Russie : WhatsApp bloqué, Moscou pousse vers Max, sa messagerie de surveillance
Russie bloque WhatsApp pour pousser vers sa messagerie Max

Moscou intensifie sa guerre contre les messageries étrangères

Le gouvernement russe a franchi une nouvelle étape dans son contrôle de l'internet en suspendant brutalement l'accès à WhatsApp, mercredi 11 février. Cette décision prive environ 100 000 utilisateurs de la plateforme de Meta, dans un contexte où Moscou tente depuis plusieurs mois de forcer les citoyens russes à adopter "Max", une messagerie nationale conçue à des fins de surveillance.

Un blocage systématique des applications étrangères

Les autorités russes, via Roskomnadzor, l'autorité de régulation du web, ont retiré WhatsApp de la liste des sites accessibles depuis l'internet russe. Cette mesure rend l'utilisation du service quasiment impossible sans recours à des solutions de contournement complexes, comme des VPN. Cette action s'inscrit dans une série de restrictions :

  • Facebook et Instagram ont été supprimés de "l'annuaire" russe, les rendant accessibles uniquement via des réseaux privés virtuels.
  • YouTube subit également des limitations d'accès.
  • Ces blocages font suite à des ralentissements ciblés sur WhatsApp, Telegram et FaceTime ces derniers mois, avec un pic en décembre qui a rendu les appels vocaux impossibles.

Dans un communiqué rapporté par le Financial Times, WhatsApp a dénoncé cette stratégie : "Le gouvernement russe a tenté de bloquer totalement WhatsApp afin d’inciter les utilisateurs à se tourner vers une application de surveillance d’État. Tenter d’isoler plus de 100 millions de personnes de toute communication privée et sécurisée constitue un recul et ne peut qu’accroître l’insécurité des citoyens russes".

Max, la messagerie nationale au logo bleu-violet

Au cœur de cette offensive se trouve Max, une application dont le logo représente une bulle de dialogue blanche sur un fond bleu-violet, et dont le fonctionnement rappelle WeChat, la messagerie chinoise étroitement surveillée par les autorités.
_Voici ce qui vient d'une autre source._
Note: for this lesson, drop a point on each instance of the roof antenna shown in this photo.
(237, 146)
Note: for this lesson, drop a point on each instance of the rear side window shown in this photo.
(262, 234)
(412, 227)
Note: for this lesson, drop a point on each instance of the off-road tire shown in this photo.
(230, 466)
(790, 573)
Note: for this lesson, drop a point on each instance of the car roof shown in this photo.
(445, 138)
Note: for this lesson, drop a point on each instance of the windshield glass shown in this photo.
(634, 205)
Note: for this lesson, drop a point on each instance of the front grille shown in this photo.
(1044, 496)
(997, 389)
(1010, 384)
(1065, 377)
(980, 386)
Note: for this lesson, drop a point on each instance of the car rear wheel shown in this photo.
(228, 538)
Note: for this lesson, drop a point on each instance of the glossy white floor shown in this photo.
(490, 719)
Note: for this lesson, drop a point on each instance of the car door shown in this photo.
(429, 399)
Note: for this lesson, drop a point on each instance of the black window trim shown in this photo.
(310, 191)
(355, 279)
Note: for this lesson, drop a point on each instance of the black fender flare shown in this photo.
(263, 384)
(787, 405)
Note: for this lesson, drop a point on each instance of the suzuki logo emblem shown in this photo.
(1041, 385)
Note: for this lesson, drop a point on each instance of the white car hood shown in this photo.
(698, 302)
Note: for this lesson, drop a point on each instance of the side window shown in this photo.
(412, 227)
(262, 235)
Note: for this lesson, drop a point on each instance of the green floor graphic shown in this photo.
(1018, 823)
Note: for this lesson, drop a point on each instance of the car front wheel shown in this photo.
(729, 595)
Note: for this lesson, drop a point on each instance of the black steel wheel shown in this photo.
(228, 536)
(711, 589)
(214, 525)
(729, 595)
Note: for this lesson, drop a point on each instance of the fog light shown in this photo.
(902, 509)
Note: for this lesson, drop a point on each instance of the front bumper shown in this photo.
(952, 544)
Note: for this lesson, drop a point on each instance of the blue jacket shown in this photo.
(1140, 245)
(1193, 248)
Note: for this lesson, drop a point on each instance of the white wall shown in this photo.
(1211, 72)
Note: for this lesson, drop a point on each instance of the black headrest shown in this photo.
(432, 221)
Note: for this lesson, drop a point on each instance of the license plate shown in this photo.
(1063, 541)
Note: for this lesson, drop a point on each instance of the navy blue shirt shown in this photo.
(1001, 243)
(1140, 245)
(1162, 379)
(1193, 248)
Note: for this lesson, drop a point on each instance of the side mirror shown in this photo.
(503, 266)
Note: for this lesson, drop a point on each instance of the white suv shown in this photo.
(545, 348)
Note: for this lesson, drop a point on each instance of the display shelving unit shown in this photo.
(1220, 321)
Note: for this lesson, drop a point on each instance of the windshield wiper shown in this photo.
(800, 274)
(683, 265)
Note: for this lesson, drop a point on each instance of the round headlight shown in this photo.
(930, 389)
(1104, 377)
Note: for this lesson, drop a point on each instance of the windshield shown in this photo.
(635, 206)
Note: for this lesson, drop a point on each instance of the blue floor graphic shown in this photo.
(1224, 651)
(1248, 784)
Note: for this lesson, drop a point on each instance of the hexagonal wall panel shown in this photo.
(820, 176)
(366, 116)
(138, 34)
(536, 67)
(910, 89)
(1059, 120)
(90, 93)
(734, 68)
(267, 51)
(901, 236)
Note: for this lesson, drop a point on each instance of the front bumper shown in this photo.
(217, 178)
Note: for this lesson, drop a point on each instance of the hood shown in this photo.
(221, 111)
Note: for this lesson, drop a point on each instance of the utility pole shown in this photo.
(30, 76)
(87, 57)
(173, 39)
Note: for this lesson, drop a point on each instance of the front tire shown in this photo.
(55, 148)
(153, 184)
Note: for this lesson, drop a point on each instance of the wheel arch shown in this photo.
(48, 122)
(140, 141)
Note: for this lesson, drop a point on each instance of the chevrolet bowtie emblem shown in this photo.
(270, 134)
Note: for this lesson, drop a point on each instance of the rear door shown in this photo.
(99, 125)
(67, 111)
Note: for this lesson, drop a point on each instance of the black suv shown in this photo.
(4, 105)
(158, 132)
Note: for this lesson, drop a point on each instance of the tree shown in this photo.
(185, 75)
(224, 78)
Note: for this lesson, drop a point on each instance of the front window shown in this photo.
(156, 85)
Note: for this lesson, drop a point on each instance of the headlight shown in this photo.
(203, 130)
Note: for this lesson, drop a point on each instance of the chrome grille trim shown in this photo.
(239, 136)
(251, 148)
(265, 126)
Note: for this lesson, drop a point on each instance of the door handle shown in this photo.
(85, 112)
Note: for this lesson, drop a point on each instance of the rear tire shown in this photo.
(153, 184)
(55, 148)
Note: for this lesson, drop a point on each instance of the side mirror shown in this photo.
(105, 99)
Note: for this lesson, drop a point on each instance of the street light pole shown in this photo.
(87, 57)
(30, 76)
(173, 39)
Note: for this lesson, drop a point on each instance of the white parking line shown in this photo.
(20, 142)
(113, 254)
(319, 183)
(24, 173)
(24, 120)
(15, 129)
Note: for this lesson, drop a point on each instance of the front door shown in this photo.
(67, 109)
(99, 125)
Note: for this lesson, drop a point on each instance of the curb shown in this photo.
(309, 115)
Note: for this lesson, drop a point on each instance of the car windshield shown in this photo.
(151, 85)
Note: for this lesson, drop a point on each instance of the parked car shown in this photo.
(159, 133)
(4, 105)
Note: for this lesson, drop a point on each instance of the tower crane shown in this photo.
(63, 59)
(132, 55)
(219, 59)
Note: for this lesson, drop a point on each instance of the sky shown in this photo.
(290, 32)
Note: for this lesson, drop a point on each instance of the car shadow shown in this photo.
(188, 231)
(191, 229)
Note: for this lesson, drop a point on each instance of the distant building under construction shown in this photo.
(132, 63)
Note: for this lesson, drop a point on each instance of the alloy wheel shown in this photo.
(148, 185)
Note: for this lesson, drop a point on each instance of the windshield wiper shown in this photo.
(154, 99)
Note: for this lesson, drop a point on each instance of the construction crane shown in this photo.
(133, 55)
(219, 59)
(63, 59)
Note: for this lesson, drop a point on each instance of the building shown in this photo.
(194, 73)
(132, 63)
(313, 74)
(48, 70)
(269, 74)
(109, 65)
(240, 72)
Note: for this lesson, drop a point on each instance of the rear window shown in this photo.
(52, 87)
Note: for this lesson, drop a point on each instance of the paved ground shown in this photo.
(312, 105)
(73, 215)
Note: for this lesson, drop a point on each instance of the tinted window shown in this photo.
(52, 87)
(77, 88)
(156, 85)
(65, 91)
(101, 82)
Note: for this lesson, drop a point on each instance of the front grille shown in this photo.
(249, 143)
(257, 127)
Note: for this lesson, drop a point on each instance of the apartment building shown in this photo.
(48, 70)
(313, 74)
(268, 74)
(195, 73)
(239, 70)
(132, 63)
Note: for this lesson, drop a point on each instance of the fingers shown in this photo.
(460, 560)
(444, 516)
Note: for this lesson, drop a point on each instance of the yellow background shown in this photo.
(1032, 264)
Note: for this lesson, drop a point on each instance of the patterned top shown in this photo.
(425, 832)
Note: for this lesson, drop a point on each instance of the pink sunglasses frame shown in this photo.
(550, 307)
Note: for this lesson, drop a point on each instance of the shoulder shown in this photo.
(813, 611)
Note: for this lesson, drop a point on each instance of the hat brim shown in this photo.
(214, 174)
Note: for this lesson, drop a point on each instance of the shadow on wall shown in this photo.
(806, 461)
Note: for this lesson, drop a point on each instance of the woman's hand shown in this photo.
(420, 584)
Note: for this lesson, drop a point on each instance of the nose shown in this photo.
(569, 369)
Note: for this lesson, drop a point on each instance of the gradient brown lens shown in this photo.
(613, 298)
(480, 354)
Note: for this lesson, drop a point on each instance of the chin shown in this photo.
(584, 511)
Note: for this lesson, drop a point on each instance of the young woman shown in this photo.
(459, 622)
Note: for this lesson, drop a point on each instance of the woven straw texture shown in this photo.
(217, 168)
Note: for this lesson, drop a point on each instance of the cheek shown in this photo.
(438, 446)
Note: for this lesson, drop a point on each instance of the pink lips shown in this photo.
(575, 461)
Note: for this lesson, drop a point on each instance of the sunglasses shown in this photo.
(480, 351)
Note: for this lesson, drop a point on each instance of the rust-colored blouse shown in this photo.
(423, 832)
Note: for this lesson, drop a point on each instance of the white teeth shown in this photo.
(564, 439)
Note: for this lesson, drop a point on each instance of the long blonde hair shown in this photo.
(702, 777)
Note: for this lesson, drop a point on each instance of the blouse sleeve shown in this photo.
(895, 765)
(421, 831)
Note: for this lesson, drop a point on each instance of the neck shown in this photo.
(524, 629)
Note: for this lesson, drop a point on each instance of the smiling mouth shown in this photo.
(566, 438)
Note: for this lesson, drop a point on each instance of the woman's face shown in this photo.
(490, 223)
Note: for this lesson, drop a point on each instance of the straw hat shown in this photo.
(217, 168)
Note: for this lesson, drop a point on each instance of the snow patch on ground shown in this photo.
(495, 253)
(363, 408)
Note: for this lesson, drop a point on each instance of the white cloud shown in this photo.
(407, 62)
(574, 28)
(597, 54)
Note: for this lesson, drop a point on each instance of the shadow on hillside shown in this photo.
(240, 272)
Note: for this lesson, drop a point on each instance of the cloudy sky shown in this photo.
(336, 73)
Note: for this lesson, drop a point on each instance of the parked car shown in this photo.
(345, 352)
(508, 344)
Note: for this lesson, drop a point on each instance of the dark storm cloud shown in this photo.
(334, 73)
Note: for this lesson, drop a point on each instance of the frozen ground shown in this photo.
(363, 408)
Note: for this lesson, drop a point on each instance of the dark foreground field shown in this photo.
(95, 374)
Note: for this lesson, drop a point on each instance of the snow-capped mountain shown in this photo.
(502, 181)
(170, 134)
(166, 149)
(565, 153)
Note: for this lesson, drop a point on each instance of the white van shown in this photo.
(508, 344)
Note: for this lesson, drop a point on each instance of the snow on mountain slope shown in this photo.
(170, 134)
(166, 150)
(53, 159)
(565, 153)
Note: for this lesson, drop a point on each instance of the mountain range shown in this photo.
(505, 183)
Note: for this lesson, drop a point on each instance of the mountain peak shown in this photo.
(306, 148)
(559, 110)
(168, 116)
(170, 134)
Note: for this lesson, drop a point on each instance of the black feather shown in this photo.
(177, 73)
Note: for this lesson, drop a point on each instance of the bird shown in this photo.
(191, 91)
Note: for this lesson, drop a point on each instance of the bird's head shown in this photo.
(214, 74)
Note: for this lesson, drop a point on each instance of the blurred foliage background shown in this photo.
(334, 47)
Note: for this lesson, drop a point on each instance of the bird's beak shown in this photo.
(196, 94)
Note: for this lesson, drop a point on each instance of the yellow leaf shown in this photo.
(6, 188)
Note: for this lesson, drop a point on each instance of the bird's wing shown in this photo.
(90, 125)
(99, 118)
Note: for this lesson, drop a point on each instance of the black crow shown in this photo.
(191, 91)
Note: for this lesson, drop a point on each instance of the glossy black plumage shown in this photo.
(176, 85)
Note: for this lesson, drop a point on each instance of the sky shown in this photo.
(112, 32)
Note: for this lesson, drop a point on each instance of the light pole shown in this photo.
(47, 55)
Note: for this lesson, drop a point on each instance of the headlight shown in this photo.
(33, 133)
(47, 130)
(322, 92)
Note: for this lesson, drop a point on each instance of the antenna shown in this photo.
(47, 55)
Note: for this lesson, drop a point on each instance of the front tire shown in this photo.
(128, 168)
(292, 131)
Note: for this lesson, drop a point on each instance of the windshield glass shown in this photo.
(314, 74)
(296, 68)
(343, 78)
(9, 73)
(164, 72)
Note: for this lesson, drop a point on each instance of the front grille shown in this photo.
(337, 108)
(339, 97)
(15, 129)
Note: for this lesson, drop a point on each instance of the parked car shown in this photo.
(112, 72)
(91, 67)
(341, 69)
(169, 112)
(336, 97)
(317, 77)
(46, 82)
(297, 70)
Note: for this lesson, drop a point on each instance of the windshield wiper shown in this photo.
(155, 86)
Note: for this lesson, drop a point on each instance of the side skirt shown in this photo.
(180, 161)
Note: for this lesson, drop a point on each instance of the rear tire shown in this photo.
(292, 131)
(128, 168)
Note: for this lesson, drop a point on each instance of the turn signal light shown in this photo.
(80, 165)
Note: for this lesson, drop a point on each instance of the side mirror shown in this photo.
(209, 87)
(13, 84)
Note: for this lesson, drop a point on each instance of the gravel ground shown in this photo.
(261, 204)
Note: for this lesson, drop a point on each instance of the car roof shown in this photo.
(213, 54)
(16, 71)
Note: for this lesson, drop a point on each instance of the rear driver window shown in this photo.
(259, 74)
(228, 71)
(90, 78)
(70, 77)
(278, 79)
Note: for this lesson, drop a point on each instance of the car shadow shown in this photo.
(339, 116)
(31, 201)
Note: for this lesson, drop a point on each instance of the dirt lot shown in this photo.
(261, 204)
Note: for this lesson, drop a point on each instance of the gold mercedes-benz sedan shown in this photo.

L'année dernière, la Russie a officiellement désigné Max comme "messagerie nationale", poussant de nombreux citoyens vers ce réseau social appartenant à VKontakte (VK), une entreprise contrôlée par des proches de Vladimir Poutine.

De son côté, le porte-parole du Kremlin, Dmitri Peskov, a déclaré dans la presse russe, relayé par Reuters, être ouvert au dialogue si Meta se conforme aux lois russes : "Il s'agit une fois de plus du respect de la législation. Si la société Meta s'y conforme et entame un dialogue avec les autorités russes, alors nous pourrons envisager un accord". Cette guerre entre les plateformes étrangères et le Kremlin s'est intensifiée depuis le début de l'invasion en Ukraine.

Telegram dans le viseur, malgré son usage critique

Peu de temps avant le blocage de WhatsApp, Telegram subissait aussi des restrictions. Roskomnadzor a accusé l'application de "violer le droit russe" sur la protection des données et de permettre son utilisation à des fins criminelles. L'agence TASS a rapporté que Telegram risquait des amendes de 64 millions de roubles (828 000 dollars) pour non-conformité.

Pavel Durov, fondateur de Telegram, a réagi vivement : "La Russie restreint l’accès à Telegram afin de contraindre ses citoyens à utiliser une application d’État conçue pour la surveillance et la censure politique (...) Il y a huit ans, l’Iran a tenté la même stratégie, sans succès".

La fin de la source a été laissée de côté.